Search code examples
rggplot2dplyrtime-seriesline-plot

Using dplyr to average time series groups with individuals of different lengths


Consider dat created here:

set.seed(123)
ID = factor(letters[seq(6)])
time = c(100, 102, 120, 105, 109, 130)
dat <- data.frame(ID = rep(ID,time), Time = sequence(time))
dat$group <- rep(c("GroupA","GroupB"), c(322,344))

dat$values <- sample(100, nrow(dat), TRUE)

We have time series data for 6 individuals (6 IDs), which belong to 2 groups (GroupA and GroupB). We want to make a line plot that shows the "average" time series of both groups (so there will be two lines). Since the individuals all have different lengths, we need to do dat%>%group_by(group), and shave off values after the shortest ID within both groups. In other words, ID == a is the shortest in group 1, so the "average" line for GroupA will only be 100 values long on the x-axis; likewise ID == d is the shortest for GroupB so the "average" time series of GroupB will be 105 values long on the x axis (time).

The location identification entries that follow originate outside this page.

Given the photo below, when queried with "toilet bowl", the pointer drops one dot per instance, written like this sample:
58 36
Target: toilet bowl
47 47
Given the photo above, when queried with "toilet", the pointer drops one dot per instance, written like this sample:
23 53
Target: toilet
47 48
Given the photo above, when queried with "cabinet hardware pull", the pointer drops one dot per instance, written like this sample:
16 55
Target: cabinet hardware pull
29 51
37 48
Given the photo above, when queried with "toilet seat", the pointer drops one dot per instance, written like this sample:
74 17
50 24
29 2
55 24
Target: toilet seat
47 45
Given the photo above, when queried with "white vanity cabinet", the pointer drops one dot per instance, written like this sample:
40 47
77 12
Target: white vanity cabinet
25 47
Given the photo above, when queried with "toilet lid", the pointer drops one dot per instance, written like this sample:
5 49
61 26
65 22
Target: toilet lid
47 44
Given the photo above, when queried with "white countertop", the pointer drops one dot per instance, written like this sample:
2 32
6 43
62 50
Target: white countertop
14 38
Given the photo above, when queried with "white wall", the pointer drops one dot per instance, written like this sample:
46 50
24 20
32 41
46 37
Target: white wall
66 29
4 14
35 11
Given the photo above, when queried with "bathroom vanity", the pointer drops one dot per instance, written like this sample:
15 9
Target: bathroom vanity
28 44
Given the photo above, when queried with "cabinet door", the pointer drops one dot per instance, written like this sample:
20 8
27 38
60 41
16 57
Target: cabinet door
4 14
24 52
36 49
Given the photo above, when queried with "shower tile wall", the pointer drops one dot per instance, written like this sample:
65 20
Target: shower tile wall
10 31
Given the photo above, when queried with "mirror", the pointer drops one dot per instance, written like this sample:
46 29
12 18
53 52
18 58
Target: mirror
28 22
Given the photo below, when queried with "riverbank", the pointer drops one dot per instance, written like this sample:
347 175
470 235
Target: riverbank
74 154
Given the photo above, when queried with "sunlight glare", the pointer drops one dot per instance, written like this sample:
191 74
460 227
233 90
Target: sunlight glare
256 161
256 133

How can we do this (preferably through a dplyr pipe) and send the data to ggplot()?


Solution

  • You could try:

    library(ggplot2)
    library(dplyr)
    
    dat %>% 
      group_by(ID) %>%
      mutate(maxtime = max(Time)) %>%
      group_by(group) %>%
      mutate(maxtime = min(maxtime)) %>%
      group_by(group, Time) %>%
      summarize(values = mean(values)) %>%
      ggplot(aes(Time, values, colour = group)) + geom_line()